Retail sales dropped 1.0 percent last month, the Commerce Department said on Friday. Data for February was revised up to show retail sales falling 0.2 percent instead of 0.4 percent as previously reported. Economists polled by Reuters had forecast sales slipping 0.4 percent, with estimates ranging from a 0.3 percent gain to a 1.5 percent decline.Retail sales are mostly goods, which are typically bought on credit, and are not adjusted for inflation. The second straight monthly decrease followed a sharp surge in January.
Economists said shifts in spending patterns at the end and start of the year as well as higher prices had made it harder to get a clear read of the data.
There is no consensus that a tightening in credit conditions in March following the failure of two regional banks had impacted retail sales, though data from Citi Credit Cards showed a decline in retail spending during the month.
The pullback in retail sales is mostly attributed to the Federal Reserve’s year-long interest rate hiking campaign, which is slowing inflation by cooling domestic demand. Reports last week showed employment growth and services sector activity slowing in March, while manufacturing continued to slump.
Still, the economy is not slowing fast enough to prevent the U.S. central bank from raising rates one more time in May, before an anticipated pause in June in the Fed’s fastest monetary policy tightening cycle since the 1980s. The Fed has hiked its policy rate by 475 basis points since last March from the near-zero level to the current 4.75 percent–5.00 percent range.
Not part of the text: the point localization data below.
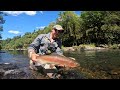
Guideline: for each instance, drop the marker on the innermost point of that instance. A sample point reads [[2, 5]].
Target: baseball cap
[[58, 27]]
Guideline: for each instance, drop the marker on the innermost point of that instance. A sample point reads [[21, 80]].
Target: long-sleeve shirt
[[42, 42]]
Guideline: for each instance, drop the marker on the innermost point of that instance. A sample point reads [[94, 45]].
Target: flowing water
[[104, 64]]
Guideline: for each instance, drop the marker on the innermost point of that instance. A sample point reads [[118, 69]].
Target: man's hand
[[34, 56]]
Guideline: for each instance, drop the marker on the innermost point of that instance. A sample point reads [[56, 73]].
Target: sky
[[20, 22]]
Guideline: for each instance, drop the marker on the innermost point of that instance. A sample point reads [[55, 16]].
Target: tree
[[2, 21]]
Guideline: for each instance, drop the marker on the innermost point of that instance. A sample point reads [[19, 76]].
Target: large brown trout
[[57, 60]]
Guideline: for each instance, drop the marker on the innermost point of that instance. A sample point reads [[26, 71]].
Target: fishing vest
[[46, 47]]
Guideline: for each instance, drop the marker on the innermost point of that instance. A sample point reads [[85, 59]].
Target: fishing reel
[[52, 47]]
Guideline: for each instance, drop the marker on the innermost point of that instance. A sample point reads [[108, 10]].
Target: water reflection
[[93, 64]]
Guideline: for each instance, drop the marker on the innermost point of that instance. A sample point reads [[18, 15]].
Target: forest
[[89, 27]]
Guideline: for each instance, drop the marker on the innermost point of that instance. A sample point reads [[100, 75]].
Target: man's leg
[[32, 65]]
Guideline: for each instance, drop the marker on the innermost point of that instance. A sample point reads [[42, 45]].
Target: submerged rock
[[11, 71]]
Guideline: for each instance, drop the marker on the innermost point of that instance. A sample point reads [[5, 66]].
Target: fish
[[58, 60]]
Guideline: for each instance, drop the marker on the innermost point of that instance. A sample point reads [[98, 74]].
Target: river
[[100, 64]]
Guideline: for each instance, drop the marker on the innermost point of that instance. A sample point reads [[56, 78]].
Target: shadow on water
[[103, 64]]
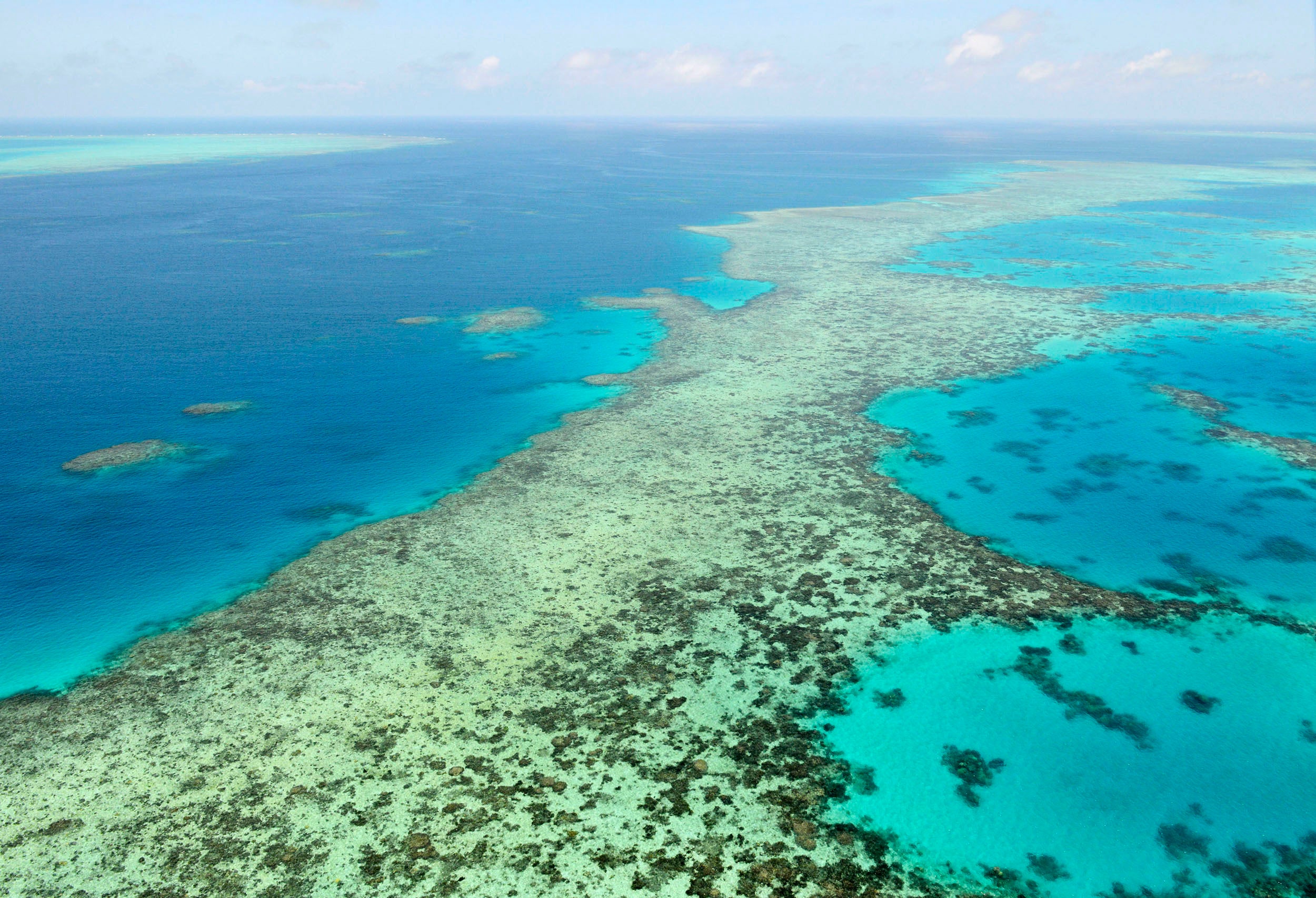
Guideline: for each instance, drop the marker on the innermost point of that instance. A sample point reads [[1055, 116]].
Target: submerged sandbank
[[594, 669]]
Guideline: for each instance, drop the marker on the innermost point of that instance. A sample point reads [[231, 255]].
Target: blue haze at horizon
[[1078, 465], [131, 294]]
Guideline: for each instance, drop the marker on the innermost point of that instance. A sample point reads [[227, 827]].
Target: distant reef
[[125, 453], [523, 318], [1299, 453], [216, 407]]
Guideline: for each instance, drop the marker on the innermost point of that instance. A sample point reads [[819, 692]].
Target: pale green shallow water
[[41, 156]]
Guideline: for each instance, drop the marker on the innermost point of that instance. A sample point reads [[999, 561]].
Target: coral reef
[[1299, 453], [1035, 665], [523, 318], [593, 670], [216, 407], [122, 455], [972, 769]]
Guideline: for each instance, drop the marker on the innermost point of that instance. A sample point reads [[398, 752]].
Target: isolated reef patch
[[591, 670], [216, 407], [122, 455], [523, 318], [1297, 452]]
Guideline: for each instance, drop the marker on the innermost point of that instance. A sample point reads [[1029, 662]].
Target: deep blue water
[[1119, 762], [132, 294], [1080, 464]]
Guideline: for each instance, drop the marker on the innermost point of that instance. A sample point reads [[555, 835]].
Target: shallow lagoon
[[1080, 464], [138, 291], [1224, 768]]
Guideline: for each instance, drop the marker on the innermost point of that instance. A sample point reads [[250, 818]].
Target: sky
[[1209, 61]]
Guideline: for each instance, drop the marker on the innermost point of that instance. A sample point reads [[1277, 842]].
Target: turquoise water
[[277, 278], [1120, 762], [1131, 759], [1080, 464]]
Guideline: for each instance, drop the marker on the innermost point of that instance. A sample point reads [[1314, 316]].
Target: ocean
[[145, 270]]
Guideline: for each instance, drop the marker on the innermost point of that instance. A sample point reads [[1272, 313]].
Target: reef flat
[[593, 670], [1299, 453], [523, 318]]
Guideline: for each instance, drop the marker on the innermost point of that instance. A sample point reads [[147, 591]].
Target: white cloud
[[686, 66], [1151, 62], [975, 46], [1038, 72], [481, 77], [988, 41], [1164, 62], [251, 86]]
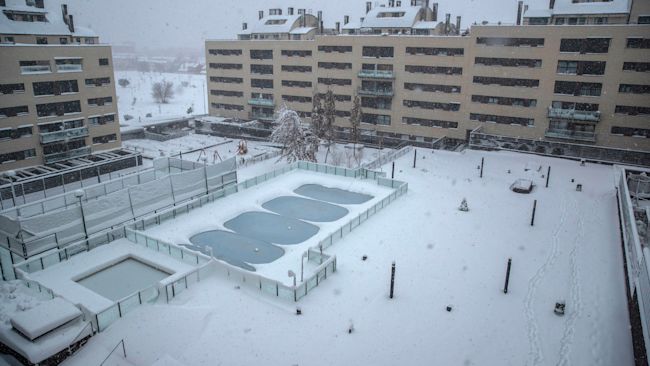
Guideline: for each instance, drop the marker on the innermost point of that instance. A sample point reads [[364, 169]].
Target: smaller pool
[[333, 195], [305, 209], [272, 228], [236, 249], [122, 279]]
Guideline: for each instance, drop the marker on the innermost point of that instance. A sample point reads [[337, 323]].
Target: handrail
[[114, 348]]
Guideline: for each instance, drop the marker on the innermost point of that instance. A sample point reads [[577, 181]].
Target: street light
[[302, 265], [10, 174], [80, 193], [291, 274]]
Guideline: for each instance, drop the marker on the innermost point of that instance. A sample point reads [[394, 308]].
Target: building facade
[[586, 84], [57, 93]]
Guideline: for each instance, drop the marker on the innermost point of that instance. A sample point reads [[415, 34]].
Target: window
[[225, 66], [378, 52], [105, 139], [333, 81], [55, 87], [262, 83], [261, 54], [634, 89], [262, 69], [339, 49], [58, 109], [97, 82], [296, 53], [18, 155], [519, 102], [502, 119], [415, 69], [434, 51], [296, 84], [223, 52], [429, 122], [632, 110], [227, 93], [577, 88], [14, 111], [630, 132], [335, 65], [35, 67], [585, 45], [526, 83], [638, 43], [226, 80], [508, 62], [12, 88], [228, 107], [433, 88], [453, 107], [375, 119], [636, 66], [510, 42]]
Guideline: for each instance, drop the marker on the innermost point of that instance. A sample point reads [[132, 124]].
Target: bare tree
[[162, 91]]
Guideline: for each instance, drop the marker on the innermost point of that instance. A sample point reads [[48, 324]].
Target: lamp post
[[291, 274], [302, 265], [80, 193], [10, 174]]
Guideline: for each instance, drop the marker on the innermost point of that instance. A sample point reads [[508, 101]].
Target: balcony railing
[[591, 116], [376, 74], [53, 158], [262, 102], [69, 68], [571, 135], [376, 92], [72, 133]]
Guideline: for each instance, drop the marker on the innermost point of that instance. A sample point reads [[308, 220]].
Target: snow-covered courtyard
[[449, 306]]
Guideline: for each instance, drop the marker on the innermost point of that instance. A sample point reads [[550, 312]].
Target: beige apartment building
[[57, 93], [574, 76]]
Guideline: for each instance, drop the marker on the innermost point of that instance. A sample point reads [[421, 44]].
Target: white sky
[[187, 23]]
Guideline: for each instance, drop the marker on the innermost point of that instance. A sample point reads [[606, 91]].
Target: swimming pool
[[123, 278]]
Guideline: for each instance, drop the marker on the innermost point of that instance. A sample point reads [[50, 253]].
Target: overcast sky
[[188, 23]]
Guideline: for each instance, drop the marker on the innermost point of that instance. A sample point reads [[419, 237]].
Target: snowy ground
[[136, 100], [444, 257]]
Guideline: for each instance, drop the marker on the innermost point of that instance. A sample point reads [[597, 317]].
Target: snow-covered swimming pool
[[122, 279]]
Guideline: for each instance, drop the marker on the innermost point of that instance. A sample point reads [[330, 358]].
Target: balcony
[[53, 158], [376, 74], [376, 92], [571, 135], [72, 133], [262, 102], [589, 116]]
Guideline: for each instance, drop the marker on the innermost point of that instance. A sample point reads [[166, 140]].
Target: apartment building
[[57, 93], [543, 84]]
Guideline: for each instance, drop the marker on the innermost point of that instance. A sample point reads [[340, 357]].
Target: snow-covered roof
[[377, 17], [568, 7], [425, 25], [53, 26]]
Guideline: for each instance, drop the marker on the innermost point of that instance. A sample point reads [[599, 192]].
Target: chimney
[[71, 23], [447, 22]]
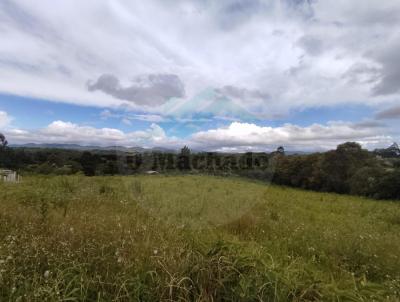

Excluding automobiles, gasoline, building materials, and food services, retail sales slipped 0.3 percent last month. These so-called core retail sales increased by an unrevised 0.5 percent in February.
Core retail sales correspond most closely with the consumer spending component of gross domestic product. Despite March’s fall, the gains in January and February firmly put consumer spending on track to accelerate in the first quarter.
Consumer spending, which accounts for more than two-thirds of U.S. economic activity, grew at its slowest pace in 2–1/2 years in the fourth quarter. Economic growth estimates for the first quarter are mostly below a 2 percent annualized rate. The economy expanded at a 2.6 percent pace in the October-December quarter.